Her upper thighs are ringed with a stained-glass pattern.
I have the bizarre urge to peel off her robe and find out what other art is hiding under there.
I glance up toward her face to see she’s just as distracted by my body, her eyes taking in the screen-printed logo across my breasts, trailing down to my bare thighs.
Suddenly self-conscious, I tug down the hem of my shirt. The motion seems to snap Molly out of it too, because she pulls her robe together in the front and crosses her arms.
“I want the dolls out of the house,” I demand again, trying to forget about all of Molly’s skin, right there in front of me, almost within reach.
“Then move your kitchen setup to the penthouse.”
“The…penthouse?” I say, surprised by the idea.
“It has a sink,” she says. “And a small fridge and oven.

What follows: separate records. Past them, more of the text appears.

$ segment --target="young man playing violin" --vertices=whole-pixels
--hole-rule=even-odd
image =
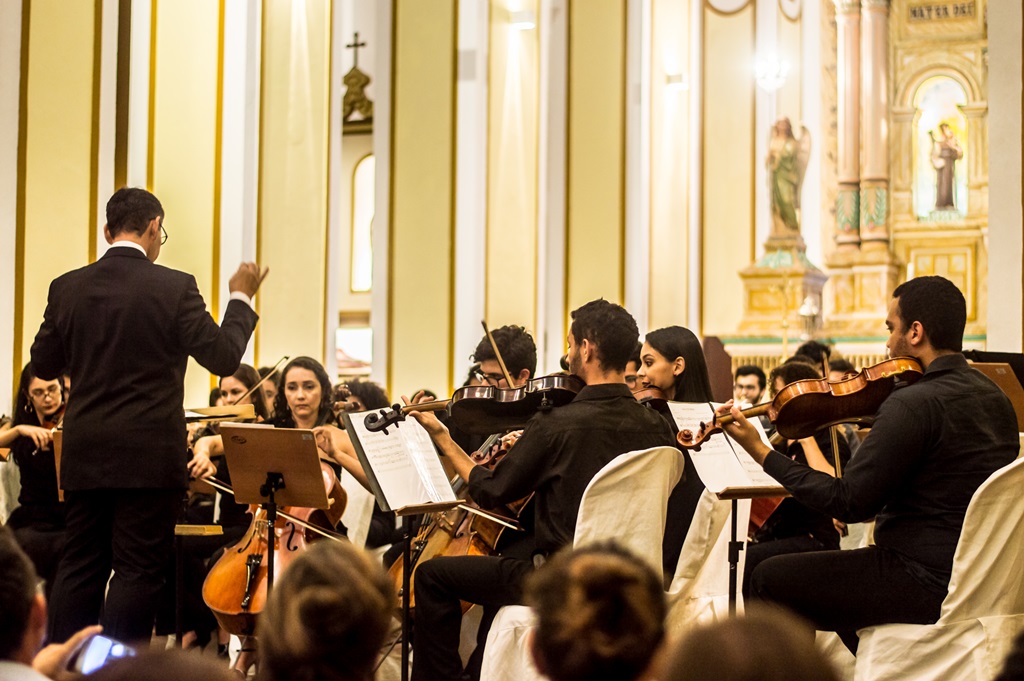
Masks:
[[[856,630],[939,616],[968,504],[1020,449],[1006,395],[961,354],[964,295],[941,276],[896,288],[886,327],[890,356],[925,370],[879,409],[842,478],[773,452],[732,402],[724,426],[805,506],[845,522],[876,518],[876,546],[775,556],[751,580],[752,597],[781,603],[856,651]]]
[[[483,605],[485,613],[521,602],[522,581],[535,563],[572,542],[580,501],[591,478],[621,454],[673,444],[665,420],[626,387],[626,363],[638,336],[636,322],[618,305],[595,300],[573,310],[568,365],[586,387],[568,405],[535,415],[494,469],[475,466],[434,416],[413,413],[468,481],[477,503],[498,506],[536,493],[537,539],[534,556],[442,557],[419,566],[414,681],[464,678],[460,600]]]

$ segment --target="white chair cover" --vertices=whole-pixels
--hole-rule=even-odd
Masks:
[[[737,511],[736,535],[745,547],[750,500],[740,500]],[[666,594],[669,605],[666,629],[672,638],[697,625],[728,616],[731,515],[731,501],[719,500],[707,490],[701,493],[679,554],[676,573]],[[741,551],[737,589],[742,584],[744,562],[744,552]],[[737,593],[736,606],[738,611],[742,611],[742,594]]]
[[[992,679],[1024,629],[1024,459],[975,492],[934,625],[858,632],[855,678]]]
[[[577,516],[575,547],[614,540],[656,571],[669,496],[683,474],[683,456],[671,446],[615,457],[584,491]],[[481,681],[544,679],[529,652],[536,618],[525,605],[501,608],[487,633]]]

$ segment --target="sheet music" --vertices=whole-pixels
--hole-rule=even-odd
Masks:
[[[714,418],[714,410],[717,407],[719,403],[714,402],[669,402],[672,417],[679,429],[689,429],[694,433],[700,429],[701,423],[709,423]],[[751,423],[758,429],[761,439],[771,446],[760,420],[752,419]],[[736,487],[751,490],[781,487],[778,481],[768,475],[743,448],[724,432],[712,435],[700,445],[699,452],[690,451],[690,460],[705,486],[715,494]]]
[[[458,501],[423,426],[407,419],[398,428],[389,427],[385,435],[367,429],[364,422],[370,414],[346,417],[352,424],[353,444],[358,445],[370,464],[368,475],[376,478],[389,508]]]

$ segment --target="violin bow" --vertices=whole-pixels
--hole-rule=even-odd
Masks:
[[[487,335],[487,340],[490,341],[490,347],[495,350],[495,356],[498,357],[498,366],[502,368],[502,373],[505,374],[505,381],[509,384],[510,388],[514,388],[515,384],[512,383],[512,376],[509,374],[509,370],[505,366],[505,360],[502,359],[502,352],[498,349],[498,343],[495,342],[495,337],[490,335],[490,329],[487,329],[486,320],[480,320],[480,325],[483,327],[483,333]]]
[[[278,369],[280,369],[280,368],[281,368],[281,366],[282,366],[283,364],[285,364],[286,361],[288,361],[288,359],[289,359],[289,357],[288,357],[288,355],[287,355],[287,354],[286,354],[285,356],[283,356],[283,357],[282,357],[281,359],[278,359],[278,364],[275,364],[275,365],[273,366],[273,369],[271,369],[271,370],[270,370],[270,373],[269,373],[269,374],[267,374],[267,377],[270,377],[270,376],[273,376],[273,373],[274,373],[275,371],[278,371]],[[236,400],[234,400],[233,402],[231,402],[231,403],[232,403],[232,405],[238,405],[238,403],[239,403],[239,402],[241,402],[241,401],[242,401],[243,399],[245,399],[246,397],[248,397],[248,396],[249,396],[249,395],[251,395],[252,393],[256,392],[256,389],[257,389],[257,388],[259,388],[259,387],[262,387],[262,385],[263,385],[263,384],[264,384],[265,382],[266,382],[266,379],[265,379],[265,378],[261,378],[260,380],[256,381],[256,384],[255,384],[255,385],[254,385],[253,387],[251,387],[251,388],[249,388],[248,390],[246,390],[246,392],[245,392],[245,394],[244,394],[244,395],[242,395],[241,397],[239,397],[238,399],[236,399]]]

It makes way more sense than the middle of the main floor.”
I’d completely forgotten about the kitchenette in our old apartment.
Or maybe I hadn’t so much forgotten it as intentionally pushed it out of mind.
From the moment I returned to the Hummingbird, I put mental Caution, Do Not Enter tape around that whole floor, assuming the air up there was still toxic from all the fighting Molly and I did before I left.
Or, even worse, that seeing it could trigger a flood of memories about the good days.
And seeing Molly like this, half-dressed with pillow creases on her cheek and teal-streaked hair in a frizzy bird’s nest atop her head, already has me hella confused.
“I’ll think about it,” I concede. “But only if the dolls disappear, like, right now.”
“Fine.” Molly shifts from one bare foot to the other.
It seems like she’s waiting for me to go downstairs first, but I haven’t forgotten about that creepy sailor doll outside my door.
No way am I going near that thing again.
Recognizing my refusal to budge, Molly rolls her eyes and bends down to gather up the dolls in the bundle of sheets.
Her robe shifts up, and before I can avert my eyes from possibly seeing the demon toys as she knots the sheet into a bundle, my gaze snags on the stained-glass tattoos at the top of her thighs.
God, I’m even more drawn to her body at thirty-five than when we met at twenty-two.
But I won’t let my distraction keep me from getting back at Molly for the doll thing—which is easier to say once I’m on the second floor and she’s out of sight. This was an act of war.